I am chatting with Bang Bang Baby director Jeffrey St. Jules on the day he’s actually completing his first feature length effort prior to its debut at TIFF this coming Monday. One would think that his film would have been completed by now since he has worked on it for the better part of a decade to try and get it made, but considering how much of a hard sell the movie appears to be on the surface, it’s understandable that things are coming down to the wire.
“Yeah, ten years was how long it really took to pull all of this together,” Jules said over the phone, sounding blissfully exhausted and happy at the same time this past weekend, “but really the financing really only came through for this in October and November and we were shooting in February, so while I spent a long time working on it, the actual filming and production came together very quickly because you don’t know if you’ll get the chance to make a film this ambitious ever again.”

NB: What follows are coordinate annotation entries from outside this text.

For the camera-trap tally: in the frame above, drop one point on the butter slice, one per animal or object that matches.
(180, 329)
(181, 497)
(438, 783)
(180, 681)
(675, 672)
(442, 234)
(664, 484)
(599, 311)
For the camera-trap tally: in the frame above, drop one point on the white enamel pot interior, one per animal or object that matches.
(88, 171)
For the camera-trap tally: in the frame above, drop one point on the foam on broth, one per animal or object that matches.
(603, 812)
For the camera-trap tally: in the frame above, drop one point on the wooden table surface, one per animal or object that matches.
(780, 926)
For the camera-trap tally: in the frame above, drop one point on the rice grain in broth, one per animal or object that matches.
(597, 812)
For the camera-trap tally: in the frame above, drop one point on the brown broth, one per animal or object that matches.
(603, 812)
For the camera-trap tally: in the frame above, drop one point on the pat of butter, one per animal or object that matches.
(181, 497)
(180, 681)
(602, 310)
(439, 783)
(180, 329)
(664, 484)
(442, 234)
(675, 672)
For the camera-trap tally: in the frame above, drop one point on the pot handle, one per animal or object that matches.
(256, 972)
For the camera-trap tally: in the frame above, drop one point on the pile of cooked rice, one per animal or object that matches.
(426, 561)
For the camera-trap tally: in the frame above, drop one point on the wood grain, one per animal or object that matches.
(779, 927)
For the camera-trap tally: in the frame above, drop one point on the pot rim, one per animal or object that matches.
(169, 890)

He’s not kidding, a Canadian produced musical period pieces with hallucinatory sci-fi elements, the film goes back to a heavily fictionalized 1963 and the small town of Lonely Arm to tell the story of Stepphy (played by Jane Levy) a young woman with dreams of entering a national talent show and leaving small town life behind. The only things keeping her in town are taking care of her alcoholic stepfather (played by beloved character actor Peter Stormare) and the often uncomfortable advances of Fabian (David Reale), the proprietor of the town’s apparently lucrative purple mist factory. Her life is changed by the arrival of Bobby Shore (Justin Chatwin), a musical superstar passing through town the she idolizes. It’s also changed by the fact that the mist has begun mutating everyone within the town.

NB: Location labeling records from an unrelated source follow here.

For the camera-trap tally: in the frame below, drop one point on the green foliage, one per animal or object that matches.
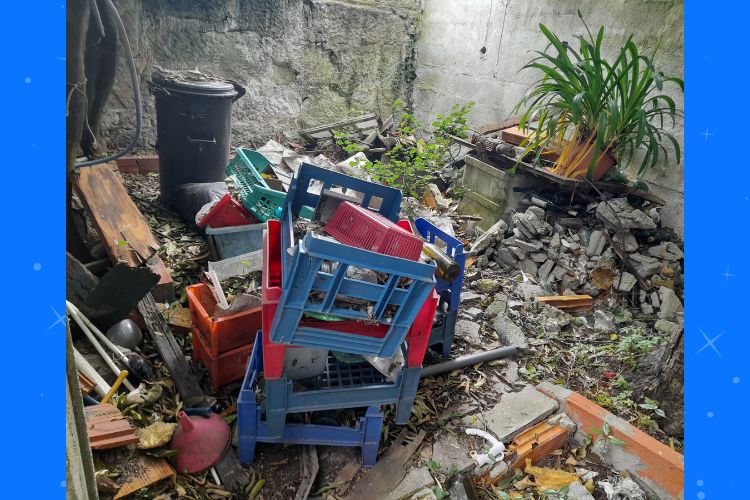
(344, 141)
(613, 106)
(411, 164)
(634, 344)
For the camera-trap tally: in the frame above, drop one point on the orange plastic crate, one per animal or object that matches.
(224, 368)
(223, 334)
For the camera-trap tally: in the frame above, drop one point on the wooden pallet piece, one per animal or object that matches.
(123, 230)
(107, 428)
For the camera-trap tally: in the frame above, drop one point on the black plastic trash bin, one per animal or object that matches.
(193, 126)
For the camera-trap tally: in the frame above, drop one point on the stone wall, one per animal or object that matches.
(302, 62)
(472, 50)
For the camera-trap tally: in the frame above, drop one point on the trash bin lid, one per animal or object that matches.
(191, 82)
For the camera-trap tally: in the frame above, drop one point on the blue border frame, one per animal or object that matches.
(716, 214)
(32, 371)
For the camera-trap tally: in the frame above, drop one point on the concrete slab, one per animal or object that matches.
(416, 479)
(518, 411)
(450, 454)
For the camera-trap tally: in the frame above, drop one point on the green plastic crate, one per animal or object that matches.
(263, 202)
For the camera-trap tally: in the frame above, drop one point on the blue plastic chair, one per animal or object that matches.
(253, 429)
(449, 291)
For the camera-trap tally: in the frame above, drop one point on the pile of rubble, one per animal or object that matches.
(615, 246)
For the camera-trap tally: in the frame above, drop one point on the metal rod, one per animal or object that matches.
(92, 338)
(471, 359)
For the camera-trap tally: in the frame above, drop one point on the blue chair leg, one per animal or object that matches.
(449, 328)
(276, 404)
(248, 417)
(408, 393)
(373, 423)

One would think that a film this out there and stylistically eclectic would have a wide range of influences, but in reality St. Jules’ inspiration was something far more surprising.
“The most basic inspiration I had was Ann-Margret’s character in Bye Bye Birdie. In that movie she plays this wholesome girl that has this kind of madness inside her, and I wanted to see what could be done if we expanded upon that. Her character in that movie is literally stuck in a musical, and she can’t relate to all of these one-dimensional characters around her and it becomes incredibly frustrating. That was really what I wanted Stepphie’s life to feel like, as well.”

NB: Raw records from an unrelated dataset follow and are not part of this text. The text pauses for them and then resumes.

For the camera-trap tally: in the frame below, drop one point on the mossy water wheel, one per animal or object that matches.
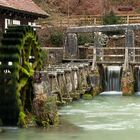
(19, 56)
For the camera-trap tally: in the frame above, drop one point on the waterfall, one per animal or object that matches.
(112, 78)
(138, 79)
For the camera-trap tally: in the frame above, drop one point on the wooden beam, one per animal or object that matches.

“In the beginning,” he continues with a bit of a laugh, “when I started writing the piece, and remember that it’s ten years ago and I have a hard time remembering most of what I was actually thinking, I barely remembered what 1960s tropes I really wanted to play with, but I always went back to Ann-Margret. I’d say the feeling of the film was just in my bones, and initially there was even crazier stuff in there. I think at a certain point about five years into the process of trying to get it made, that was when I switched from thinking about the film as a writer and started thinking about it as a filmmaker. I think by then we had established what we wanted to do.”
Of course, making this kind of film anywhere, let along in the more cash strapped reaches of Canada, was an uphill battle.
“We kind of had a very difficult task, the story had very different elements to it and we knew we would have to do it on a low budget. It was everything from a psychedelic creature feature to a Douglas Sirk kind of melodrama. It was really a matter of finding the people who could make this happen on a low budget and who loved it and who could get excited about the tone.”
That extends to the casting of rising star Jane Levy, who made a name for herself on young adult themed TV shows Shameless and Suburgatory, and recently appeared in the Evil Dead remake and American indies Nobody Walks and About Alex. There was a confidence in Levy that St. Jules was willing to take a chance on her, and one that pays off wonderfully in the film.
“When you spend ten years developing a film, you make lists of who you might want to get to star in the film, and with a role like this that requires so many things, that list stays very small and gets smaller because as time goes on, people age and they’re no longer appropriate for the role. There was something about Jane that I felt in my gut was right, and when it came time to make the movie, we actually just offered her the part without an audition, which is a huge leap to make. But we couldn’t have been more blown away. Jane intricately understood the tone and how to create a character that feels archetypical, but never one dimensional. We also knew that she could do comedy, drama, and that she could sing, but we never knew she could dance, too. That was a surprise to all of us.”
The only thing more surprising that that for me, however, was watching Peter Stormare sing an acoustic guitar heartfelt ballad to his daughter, which is something I never knew I needed in my life until I saw it happen in his film.
“Not only did we get him to sing, but we got him to play it live, on camera, while he’s playing the guitar. He actually has a band, Blonde from Fargo, and it’s a completely different kind of music, but we knew he was musical and that he would get it. I think he was really nervous about the part where he would have to do it live, though, because his song has to get followed up by a Bobby Shore song that’s pre-recorded and really produced. But he came in and he did it in one take perfectly. I don’t know how he did it, but he did.”